債務者が借入金の返済が出来ない場合、債権者が担保として提供していた不動産を差押え、貸出金を回収するために裁判所に申立てし、強制的に売却することを競売といいます。
具体的には、住宅ローンや不動産担保ローン,事業用ローンなどの支払いを怠ると「期限の利益の喪失」の内容証明が届きます。
この内容証明が届くと、残債務を全額一括で返済しなければならなくなり、債権者(金融機関など)は裁判所に対し不動産競売の申立てを行ないます。
裁判所は、申立て書類を審査し受理すると「競売開始決定」となり債務者へ通知が届きます。この時点で登記簿には差押登記がなされます。

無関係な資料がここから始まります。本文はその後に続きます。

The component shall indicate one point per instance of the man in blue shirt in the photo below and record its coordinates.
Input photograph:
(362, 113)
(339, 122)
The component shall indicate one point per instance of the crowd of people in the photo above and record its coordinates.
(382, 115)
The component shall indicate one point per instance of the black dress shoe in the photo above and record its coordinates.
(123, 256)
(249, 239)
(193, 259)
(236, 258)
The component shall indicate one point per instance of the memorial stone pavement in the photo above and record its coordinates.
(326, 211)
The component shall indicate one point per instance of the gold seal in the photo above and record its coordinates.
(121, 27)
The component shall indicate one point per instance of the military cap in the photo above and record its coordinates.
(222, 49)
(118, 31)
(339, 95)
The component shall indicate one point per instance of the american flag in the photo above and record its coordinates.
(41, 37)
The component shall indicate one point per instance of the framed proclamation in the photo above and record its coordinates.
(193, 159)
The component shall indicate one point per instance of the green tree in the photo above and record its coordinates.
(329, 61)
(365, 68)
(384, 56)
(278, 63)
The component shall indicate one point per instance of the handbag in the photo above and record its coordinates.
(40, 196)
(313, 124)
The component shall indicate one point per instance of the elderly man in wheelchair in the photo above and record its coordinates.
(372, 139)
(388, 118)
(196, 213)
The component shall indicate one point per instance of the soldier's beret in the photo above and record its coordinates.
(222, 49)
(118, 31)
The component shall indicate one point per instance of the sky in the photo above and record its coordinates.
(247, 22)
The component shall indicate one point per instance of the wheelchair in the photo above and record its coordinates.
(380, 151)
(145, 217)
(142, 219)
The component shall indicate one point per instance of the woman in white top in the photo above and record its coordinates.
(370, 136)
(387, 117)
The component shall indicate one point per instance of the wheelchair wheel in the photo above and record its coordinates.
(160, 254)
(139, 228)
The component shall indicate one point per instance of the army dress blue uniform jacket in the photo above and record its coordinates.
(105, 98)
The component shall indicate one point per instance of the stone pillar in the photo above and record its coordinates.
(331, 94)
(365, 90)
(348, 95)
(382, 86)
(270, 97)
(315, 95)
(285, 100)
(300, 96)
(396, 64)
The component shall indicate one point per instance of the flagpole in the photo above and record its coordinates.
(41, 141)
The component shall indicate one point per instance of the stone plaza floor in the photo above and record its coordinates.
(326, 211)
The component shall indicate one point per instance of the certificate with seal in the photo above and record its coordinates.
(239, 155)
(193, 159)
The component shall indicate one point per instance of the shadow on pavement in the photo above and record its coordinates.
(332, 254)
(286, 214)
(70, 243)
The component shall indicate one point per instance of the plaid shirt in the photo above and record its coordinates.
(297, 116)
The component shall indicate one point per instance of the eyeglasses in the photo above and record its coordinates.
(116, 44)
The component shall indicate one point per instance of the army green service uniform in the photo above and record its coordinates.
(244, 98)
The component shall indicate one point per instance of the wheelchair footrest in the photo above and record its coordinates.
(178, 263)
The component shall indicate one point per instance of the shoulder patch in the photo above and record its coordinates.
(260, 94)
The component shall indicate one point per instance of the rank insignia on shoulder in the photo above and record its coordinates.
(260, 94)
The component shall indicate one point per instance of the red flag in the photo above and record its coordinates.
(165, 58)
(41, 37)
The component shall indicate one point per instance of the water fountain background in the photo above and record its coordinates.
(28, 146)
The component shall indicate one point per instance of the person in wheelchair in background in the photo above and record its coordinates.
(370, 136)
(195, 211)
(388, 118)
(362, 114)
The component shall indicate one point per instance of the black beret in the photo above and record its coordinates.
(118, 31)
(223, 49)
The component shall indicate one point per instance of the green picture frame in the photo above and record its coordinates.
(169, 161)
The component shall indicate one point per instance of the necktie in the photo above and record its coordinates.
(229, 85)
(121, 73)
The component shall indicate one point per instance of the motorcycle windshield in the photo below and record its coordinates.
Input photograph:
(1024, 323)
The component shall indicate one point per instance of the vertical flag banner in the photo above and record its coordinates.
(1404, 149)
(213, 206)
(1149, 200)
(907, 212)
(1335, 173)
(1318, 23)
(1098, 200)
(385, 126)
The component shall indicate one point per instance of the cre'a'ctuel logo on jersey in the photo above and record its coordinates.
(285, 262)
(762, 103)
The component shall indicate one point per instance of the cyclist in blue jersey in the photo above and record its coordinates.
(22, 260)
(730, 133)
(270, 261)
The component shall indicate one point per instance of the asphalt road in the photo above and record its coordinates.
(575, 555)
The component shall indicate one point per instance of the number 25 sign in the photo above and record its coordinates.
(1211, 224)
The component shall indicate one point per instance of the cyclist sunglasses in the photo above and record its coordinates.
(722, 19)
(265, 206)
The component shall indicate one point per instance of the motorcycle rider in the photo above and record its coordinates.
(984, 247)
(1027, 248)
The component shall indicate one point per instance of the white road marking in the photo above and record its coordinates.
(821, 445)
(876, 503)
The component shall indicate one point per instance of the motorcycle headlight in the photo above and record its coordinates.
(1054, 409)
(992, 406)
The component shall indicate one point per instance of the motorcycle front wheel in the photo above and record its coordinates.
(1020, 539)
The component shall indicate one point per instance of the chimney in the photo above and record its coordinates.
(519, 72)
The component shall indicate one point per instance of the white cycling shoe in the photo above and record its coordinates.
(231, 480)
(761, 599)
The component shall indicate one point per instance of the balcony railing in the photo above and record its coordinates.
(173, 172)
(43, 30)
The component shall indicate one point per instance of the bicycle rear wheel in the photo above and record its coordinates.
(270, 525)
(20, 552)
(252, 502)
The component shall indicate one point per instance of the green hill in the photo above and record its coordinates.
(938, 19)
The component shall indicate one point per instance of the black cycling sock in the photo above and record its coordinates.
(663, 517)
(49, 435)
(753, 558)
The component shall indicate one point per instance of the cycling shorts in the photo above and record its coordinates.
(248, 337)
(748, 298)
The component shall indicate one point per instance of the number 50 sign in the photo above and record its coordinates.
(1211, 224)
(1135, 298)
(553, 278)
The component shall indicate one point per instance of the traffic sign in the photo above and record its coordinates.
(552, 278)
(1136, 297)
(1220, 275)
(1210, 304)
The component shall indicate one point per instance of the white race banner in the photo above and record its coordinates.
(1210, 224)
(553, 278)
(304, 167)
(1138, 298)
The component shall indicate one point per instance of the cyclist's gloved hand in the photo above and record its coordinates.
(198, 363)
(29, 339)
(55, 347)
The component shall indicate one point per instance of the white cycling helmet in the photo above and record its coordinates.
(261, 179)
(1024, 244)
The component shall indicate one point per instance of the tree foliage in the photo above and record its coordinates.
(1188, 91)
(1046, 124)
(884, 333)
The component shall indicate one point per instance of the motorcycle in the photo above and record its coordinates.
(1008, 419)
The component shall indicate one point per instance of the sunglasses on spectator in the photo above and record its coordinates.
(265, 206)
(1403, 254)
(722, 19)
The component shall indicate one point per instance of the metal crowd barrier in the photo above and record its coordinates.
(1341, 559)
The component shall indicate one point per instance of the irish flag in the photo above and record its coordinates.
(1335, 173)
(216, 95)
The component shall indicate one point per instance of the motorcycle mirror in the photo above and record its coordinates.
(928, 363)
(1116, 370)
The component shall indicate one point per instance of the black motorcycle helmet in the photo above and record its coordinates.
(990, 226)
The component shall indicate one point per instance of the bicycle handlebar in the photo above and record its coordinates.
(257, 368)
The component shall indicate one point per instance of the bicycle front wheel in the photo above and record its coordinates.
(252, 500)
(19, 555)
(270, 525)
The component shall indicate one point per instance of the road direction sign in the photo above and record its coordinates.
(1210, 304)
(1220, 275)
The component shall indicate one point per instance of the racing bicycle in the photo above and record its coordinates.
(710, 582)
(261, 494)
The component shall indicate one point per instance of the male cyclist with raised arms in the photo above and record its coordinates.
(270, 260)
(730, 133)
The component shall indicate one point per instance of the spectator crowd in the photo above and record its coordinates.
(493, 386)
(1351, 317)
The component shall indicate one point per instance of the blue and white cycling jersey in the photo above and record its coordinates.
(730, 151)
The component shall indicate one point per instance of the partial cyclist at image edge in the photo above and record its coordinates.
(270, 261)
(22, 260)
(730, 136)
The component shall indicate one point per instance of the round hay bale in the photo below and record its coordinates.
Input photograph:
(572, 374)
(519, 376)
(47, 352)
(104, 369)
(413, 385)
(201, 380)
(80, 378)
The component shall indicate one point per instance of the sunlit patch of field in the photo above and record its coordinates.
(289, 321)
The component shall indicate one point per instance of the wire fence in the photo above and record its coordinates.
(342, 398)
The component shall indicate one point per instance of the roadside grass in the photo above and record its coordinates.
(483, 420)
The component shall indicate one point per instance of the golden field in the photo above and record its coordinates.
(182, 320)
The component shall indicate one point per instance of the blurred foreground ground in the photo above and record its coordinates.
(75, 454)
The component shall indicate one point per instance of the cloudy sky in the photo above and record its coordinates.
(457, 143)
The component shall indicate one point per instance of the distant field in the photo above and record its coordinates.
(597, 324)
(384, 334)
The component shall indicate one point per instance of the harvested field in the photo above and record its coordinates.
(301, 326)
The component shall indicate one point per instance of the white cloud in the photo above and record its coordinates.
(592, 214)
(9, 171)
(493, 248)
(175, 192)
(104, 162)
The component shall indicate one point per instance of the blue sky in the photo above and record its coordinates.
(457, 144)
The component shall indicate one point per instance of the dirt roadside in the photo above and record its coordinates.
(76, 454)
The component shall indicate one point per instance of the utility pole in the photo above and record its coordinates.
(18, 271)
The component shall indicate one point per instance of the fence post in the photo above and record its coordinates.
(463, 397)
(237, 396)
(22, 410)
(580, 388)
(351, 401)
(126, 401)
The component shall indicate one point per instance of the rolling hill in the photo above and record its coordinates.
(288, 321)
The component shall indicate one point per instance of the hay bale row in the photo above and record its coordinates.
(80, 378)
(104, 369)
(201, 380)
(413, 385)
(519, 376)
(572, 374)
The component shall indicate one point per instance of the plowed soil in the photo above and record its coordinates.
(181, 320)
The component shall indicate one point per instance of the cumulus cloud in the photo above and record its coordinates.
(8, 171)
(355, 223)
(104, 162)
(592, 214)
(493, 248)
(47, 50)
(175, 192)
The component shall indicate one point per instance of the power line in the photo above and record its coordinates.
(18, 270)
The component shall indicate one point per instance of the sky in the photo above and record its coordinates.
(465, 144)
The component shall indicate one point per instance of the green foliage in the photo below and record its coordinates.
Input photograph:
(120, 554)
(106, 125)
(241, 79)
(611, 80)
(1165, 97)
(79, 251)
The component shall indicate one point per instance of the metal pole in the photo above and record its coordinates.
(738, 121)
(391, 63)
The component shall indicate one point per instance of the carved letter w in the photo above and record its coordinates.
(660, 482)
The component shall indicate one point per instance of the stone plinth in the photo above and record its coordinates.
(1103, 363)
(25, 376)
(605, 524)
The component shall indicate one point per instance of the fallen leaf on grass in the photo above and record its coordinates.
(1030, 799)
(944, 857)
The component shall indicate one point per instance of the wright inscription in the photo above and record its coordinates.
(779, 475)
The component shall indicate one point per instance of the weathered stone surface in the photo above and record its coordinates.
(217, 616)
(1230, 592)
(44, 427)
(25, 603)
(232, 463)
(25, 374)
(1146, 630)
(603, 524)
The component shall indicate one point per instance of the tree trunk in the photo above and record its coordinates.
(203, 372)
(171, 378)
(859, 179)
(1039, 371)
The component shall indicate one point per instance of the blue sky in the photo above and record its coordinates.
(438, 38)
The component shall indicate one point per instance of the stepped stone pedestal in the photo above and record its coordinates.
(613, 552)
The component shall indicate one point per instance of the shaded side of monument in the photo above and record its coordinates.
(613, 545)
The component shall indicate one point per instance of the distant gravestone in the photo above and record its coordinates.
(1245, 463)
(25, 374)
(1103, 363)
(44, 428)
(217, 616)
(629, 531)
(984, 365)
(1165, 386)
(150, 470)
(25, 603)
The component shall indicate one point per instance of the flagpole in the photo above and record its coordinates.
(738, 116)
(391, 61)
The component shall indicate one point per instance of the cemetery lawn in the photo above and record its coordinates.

次に執行官による現況調査報告書の作成と裁判所より選任された不動産鑑定士による評価書の作成を行ない「物件明細書」が完成します。これにより、入札時期や売却基準価額の決定に進み売却実施命令が下されますと「期間入札の開始」となります。
期間入札にて最高価格で落札した落札者が売却許可決定を受け代金の納付をされますと、嘱託登記により強制的に所有権移転登記が行われます。
最後に債務者と落札者の任意での立退き交渉が不調になった場合は、裁判所より引き渡し命令を出されて強制執行になってしまいます。